La recherche sur les mangroves est étroitement liée à l’évolution de la considération pour les enjeux environnementaux. A la fin des années 1990, l’intérêt pour cet objet d’étude est encore balbutiant. « On considérait que les mangroves étaient inutiles, que c’était un nid à moustiques, que ça sentait mauvais, et partout dans le monde, elles ont été dégradées », notamment sous l’effet de l’urbanisation et de l’aquaculture, détaille Cyril Marchand. « En 2006, nous publions avec plusieurs chercheurs un article dans la revue Sciences pour alerter sur un monde sans mangroves. »  Leurs travaux contribuent à une prise de conscience : ces écosystèmes protègent de l’érosion, elles sont à la base de la chaîne alimentaire des milieux marins côtiers tropicaux, abritent de nombreuses espèces animales, servent de nurserie à différents poissons, filtrent les eaux…

 

« On estime aujourd’hui que la mangrove est l’écosystème qui rend le plus de services aux humains », poursuit Cyril Marchand. « Cette notion de service écosystémique correspond à une approche ethnocentrée de la nature qui peut être critiquée. Mais elle permet de quantifier les choses : un hectare de mangrove peut valoir plusieurs milliers de dollars. » Il permettra en effet de développer la pêche, protéger le trait de côte, et de nombreuses entreprises investissent dans de vastes projets de restauration de la mangrove en Asie, afin de faire baisser le bilan carbone de leur activité…

 

 

Changements climatiques : des menaces localisées

 

La mangrove de St-Joseph, dans le Nord d’Ouvéa. © J-M. Boré / IRD (extrait du documentaire Mana’o Comprendre l’adaptation des mangroves)
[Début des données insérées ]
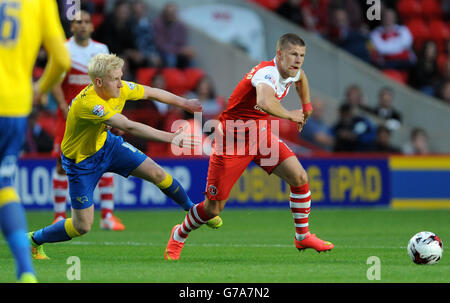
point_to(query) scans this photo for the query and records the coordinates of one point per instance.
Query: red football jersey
(242, 102)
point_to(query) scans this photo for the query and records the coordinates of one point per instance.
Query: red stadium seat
(97, 20)
(48, 122)
(439, 33)
(431, 9)
(442, 61)
(420, 32)
(144, 75)
(401, 77)
(269, 4)
(193, 75)
(409, 9)
(175, 80)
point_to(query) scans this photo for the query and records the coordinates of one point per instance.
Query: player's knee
(213, 208)
(82, 227)
(299, 178)
(158, 175)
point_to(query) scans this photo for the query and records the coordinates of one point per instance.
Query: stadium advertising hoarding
(334, 182)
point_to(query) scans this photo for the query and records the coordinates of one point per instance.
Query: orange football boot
(173, 249)
(311, 241)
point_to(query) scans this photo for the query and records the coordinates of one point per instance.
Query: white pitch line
(131, 243)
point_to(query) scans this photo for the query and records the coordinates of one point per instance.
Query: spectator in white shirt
(393, 43)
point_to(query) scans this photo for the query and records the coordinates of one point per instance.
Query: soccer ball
(425, 248)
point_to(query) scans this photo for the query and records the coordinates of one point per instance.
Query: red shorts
(225, 169)
(59, 135)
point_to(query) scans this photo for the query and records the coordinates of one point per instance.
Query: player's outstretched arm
(266, 100)
(190, 105)
(147, 132)
(58, 94)
(302, 87)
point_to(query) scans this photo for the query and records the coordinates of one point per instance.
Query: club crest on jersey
(99, 110)
(212, 190)
(131, 85)
(270, 78)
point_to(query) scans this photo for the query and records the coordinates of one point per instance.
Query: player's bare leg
(60, 189)
(106, 188)
(64, 230)
(291, 171)
(198, 215)
(152, 172)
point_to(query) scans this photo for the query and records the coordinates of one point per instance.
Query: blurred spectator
(315, 15)
(424, 76)
(443, 81)
(418, 144)
(393, 43)
(205, 93)
(315, 130)
(385, 109)
(291, 10)
(144, 34)
(354, 11)
(444, 92)
(171, 38)
(354, 96)
(382, 143)
(37, 139)
(445, 4)
(343, 35)
(116, 31)
(158, 81)
(351, 132)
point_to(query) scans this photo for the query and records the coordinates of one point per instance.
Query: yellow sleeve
(54, 42)
(132, 91)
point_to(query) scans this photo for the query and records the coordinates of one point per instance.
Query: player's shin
(194, 219)
(60, 189)
(14, 226)
(60, 231)
(106, 189)
(173, 189)
(300, 204)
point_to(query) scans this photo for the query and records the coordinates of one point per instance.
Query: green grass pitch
(253, 246)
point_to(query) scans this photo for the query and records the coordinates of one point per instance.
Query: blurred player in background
(82, 48)
(256, 97)
(89, 149)
(24, 26)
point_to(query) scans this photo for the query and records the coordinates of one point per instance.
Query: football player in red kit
(245, 121)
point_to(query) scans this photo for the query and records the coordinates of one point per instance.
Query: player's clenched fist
(182, 138)
(193, 105)
(296, 115)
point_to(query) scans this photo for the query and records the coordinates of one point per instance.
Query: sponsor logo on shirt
(270, 78)
(131, 85)
(99, 110)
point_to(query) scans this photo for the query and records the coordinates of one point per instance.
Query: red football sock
(300, 204)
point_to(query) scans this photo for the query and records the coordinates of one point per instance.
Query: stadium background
(229, 37)
(361, 200)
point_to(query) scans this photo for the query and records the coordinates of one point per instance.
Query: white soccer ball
(425, 248)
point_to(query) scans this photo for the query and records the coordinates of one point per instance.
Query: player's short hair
(101, 65)
(78, 15)
(289, 38)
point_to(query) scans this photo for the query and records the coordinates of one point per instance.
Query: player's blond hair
(289, 38)
(101, 65)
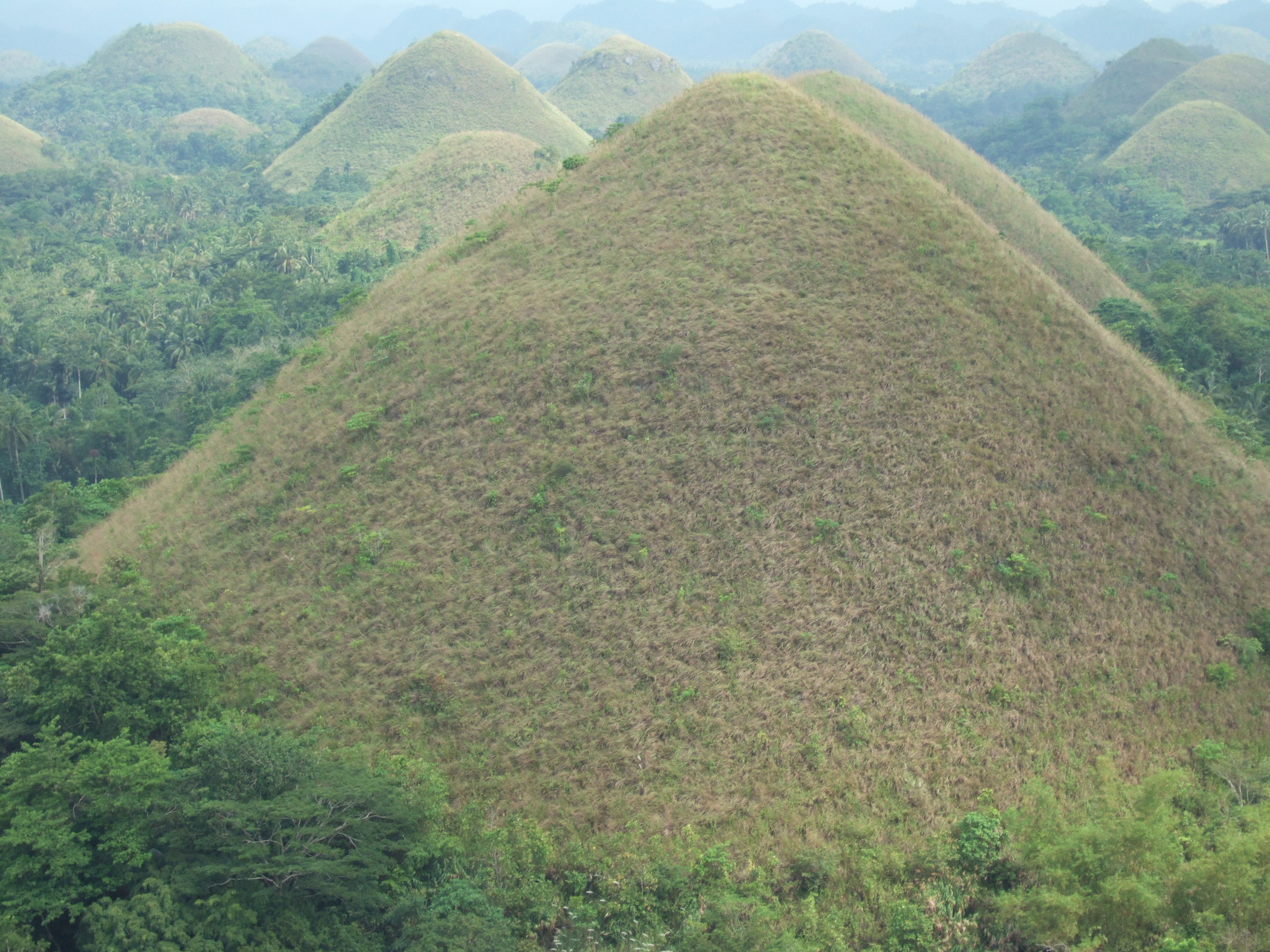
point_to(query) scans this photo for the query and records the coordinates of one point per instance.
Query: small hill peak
(816, 50)
(620, 80)
(444, 84)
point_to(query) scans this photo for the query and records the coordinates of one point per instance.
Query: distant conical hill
(432, 196)
(1202, 148)
(213, 121)
(438, 86)
(1130, 82)
(22, 150)
(998, 200)
(816, 50)
(323, 66)
(747, 472)
(1022, 64)
(1233, 40)
(548, 64)
(154, 73)
(1240, 82)
(620, 80)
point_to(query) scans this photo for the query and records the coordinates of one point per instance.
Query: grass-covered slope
(213, 121)
(816, 50)
(150, 73)
(438, 86)
(431, 197)
(21, 149)
(1203, 148)
(618, 82)
(995, 196)
(748, 479)
(1022, 62)
(1239, 82)
(547, 65)
(323, 66)
(1128, 83)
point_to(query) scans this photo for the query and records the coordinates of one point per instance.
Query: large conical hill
(998, 198)
(1203, 149)
(1240, 82)
(817, 50)
(150, 73)
(1131, 80)
(438, 86)
(1022, 64)
(432, 196)
(750, 472)
(22, 150)
(620, 80)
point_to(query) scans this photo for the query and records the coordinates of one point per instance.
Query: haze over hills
(323, 66)
(1240, 82)
(620, 80)
(547, 65)
(1127, 84)
(1000, 201)
(154, 71)
(430, 198)
(1203, 148)
(817, 50)
(747, 432)
(440, 86)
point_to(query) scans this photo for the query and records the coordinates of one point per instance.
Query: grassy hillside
(548, 64)
(618, 82)
(1233, 40)
(817, 50)
(213, 121)
(748, 480)
(433, 196)
(268, 50)
(1022, 62)
(323, 66)
(146, 74)
(438, 86)
(1128, 83)
(995, 196)
(1204, 149)
(1240, 82)
(21, 149)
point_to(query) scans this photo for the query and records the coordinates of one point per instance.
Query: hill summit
(746, 470)
(1202, 148)
(620, 80)
(157, 71)
(438, 86)
(1130, 82)
(816, 50)
(1240, 82)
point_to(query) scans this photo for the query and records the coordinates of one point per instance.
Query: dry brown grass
(776, 313)
(995, 196)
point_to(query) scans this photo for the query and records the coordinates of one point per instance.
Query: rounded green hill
(1240, 82)
(438, 86)
(431, 197)
(1202, 148)
(998, 200)
(1130, 82)
(743, 474)
(1022, 62)
(816, 50)
(620, 80)
(155, 71)
(22, 150)
(207, 120)
(549, 64)
(323, 66)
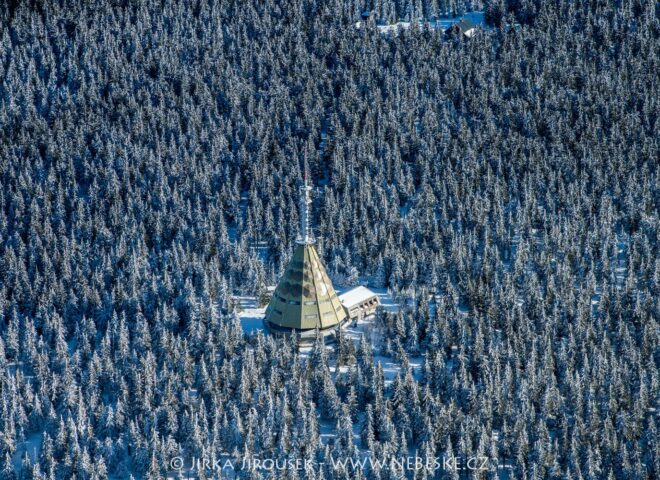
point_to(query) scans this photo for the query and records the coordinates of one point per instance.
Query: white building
(359, 302)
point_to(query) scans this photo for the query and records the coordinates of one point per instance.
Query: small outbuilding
(359, 302)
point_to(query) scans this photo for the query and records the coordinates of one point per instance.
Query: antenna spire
(306, 236)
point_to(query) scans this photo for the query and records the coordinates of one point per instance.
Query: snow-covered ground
(478, 18)
(250, 314)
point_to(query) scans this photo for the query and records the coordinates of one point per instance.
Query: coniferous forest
(505, 188)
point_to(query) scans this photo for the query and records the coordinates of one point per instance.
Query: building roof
(464, 26)
(356, 296)
(305, 297)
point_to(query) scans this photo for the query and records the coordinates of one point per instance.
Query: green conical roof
(305, 298)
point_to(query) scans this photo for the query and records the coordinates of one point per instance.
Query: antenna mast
(306, 236)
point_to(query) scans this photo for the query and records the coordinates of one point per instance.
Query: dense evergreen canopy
(149, 158)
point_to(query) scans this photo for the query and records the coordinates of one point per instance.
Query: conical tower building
(304, 299)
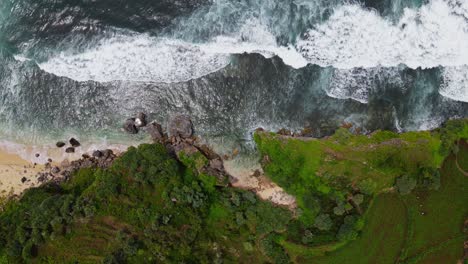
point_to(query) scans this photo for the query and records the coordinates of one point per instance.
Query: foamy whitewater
(352, 38)
(232, 65)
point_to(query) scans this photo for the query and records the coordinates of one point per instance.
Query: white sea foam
(434, 35)
(358, 83)
(146, 58)
(355, 40)
(455, 83)
(137, 58)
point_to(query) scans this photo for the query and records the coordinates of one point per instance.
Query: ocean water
(80, 68)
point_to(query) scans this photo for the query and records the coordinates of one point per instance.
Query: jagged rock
(55, 170)
(181, 126)
(97, 154)
(156, 132)
(70, 150)
(107, 153)
(130, 126)
(74, 143)
(208, 152)
(140, 121)
(284, 132)
(185, 148)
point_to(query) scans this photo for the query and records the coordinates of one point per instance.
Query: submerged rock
(156, 132)
(181, 126)
(70, 150)
(55, 170)
(97, 154)
(140, 121)
(75, 143)
(130, 126)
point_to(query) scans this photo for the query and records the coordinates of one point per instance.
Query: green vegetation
(147, 207)
(383, 198)
(348, 171)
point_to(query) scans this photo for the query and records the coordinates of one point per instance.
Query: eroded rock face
(156, 132)
(74, 143)
(181, 126)
(130, 126)
(140, 121)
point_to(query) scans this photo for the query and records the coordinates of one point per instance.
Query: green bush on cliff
(324, 173)
(147, 207)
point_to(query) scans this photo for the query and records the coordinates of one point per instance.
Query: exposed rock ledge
(180, 142)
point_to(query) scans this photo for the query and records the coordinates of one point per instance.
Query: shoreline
(21, 164)
(13, 169)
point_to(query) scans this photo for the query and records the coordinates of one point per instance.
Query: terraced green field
(424, 227)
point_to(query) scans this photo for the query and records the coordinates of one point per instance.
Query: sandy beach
(12, 170)
(18, 161)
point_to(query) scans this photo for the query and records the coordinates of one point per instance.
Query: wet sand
(12, 169)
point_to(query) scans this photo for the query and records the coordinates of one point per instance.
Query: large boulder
(140, 121)
(130, 126)
(181, 126)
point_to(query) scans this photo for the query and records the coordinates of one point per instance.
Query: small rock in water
(130, 126)
(181, 126)
(156, 132)
(97, 154)
(70, 150)
(140, 121)
(55, 170)
(75, 143)
(107, 153)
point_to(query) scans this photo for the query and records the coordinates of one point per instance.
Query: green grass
(88, 242)
(396, 231)
(381, 240)
(438, 215)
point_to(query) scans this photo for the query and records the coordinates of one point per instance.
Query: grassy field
(381, 240)
(424, 227)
Les mangroves ont ainsi pu être préservées dans de nombreuses régions du monde, et couvrent 75 % du littoral des régions tropicales. Elles doivent cependant faire face à un nouveau défi : celui des changements climatiques.

Au premier abord, celui-ci pourrait présenter un paramètre favorable au développement des mangroves. A l’échelle de la planète, les écosystèmes ont tendance à couvrir de plus grandes superficies du fait de l’augmentation des températures. Une étude sous serres au Mont-Dore a montré que la croissance des palétuviers était accrue avec l’augmentation des concentrations atmosphériques en dioxyde de carbone.

 

Mais la montée des eaux, un autre paramètre lié au réchauffement climatique, peut avoir des conséquences négatives localisées. « Elle pousse les mangroves à reculer dans les terres, ce qui n’est pas toujours réalisable », explique le professeur.

 

 

Ouvéa : une mangrove particulièrement vulnérable

 

L’équipe de recherches Mana’o étudie le sol de la Mangrove de St Joseph dans le Nord d’Ouvéa. © J-M. Boré / IRD (extrait du documentaire Mana’o Comprendre l’adaptation des mangroves)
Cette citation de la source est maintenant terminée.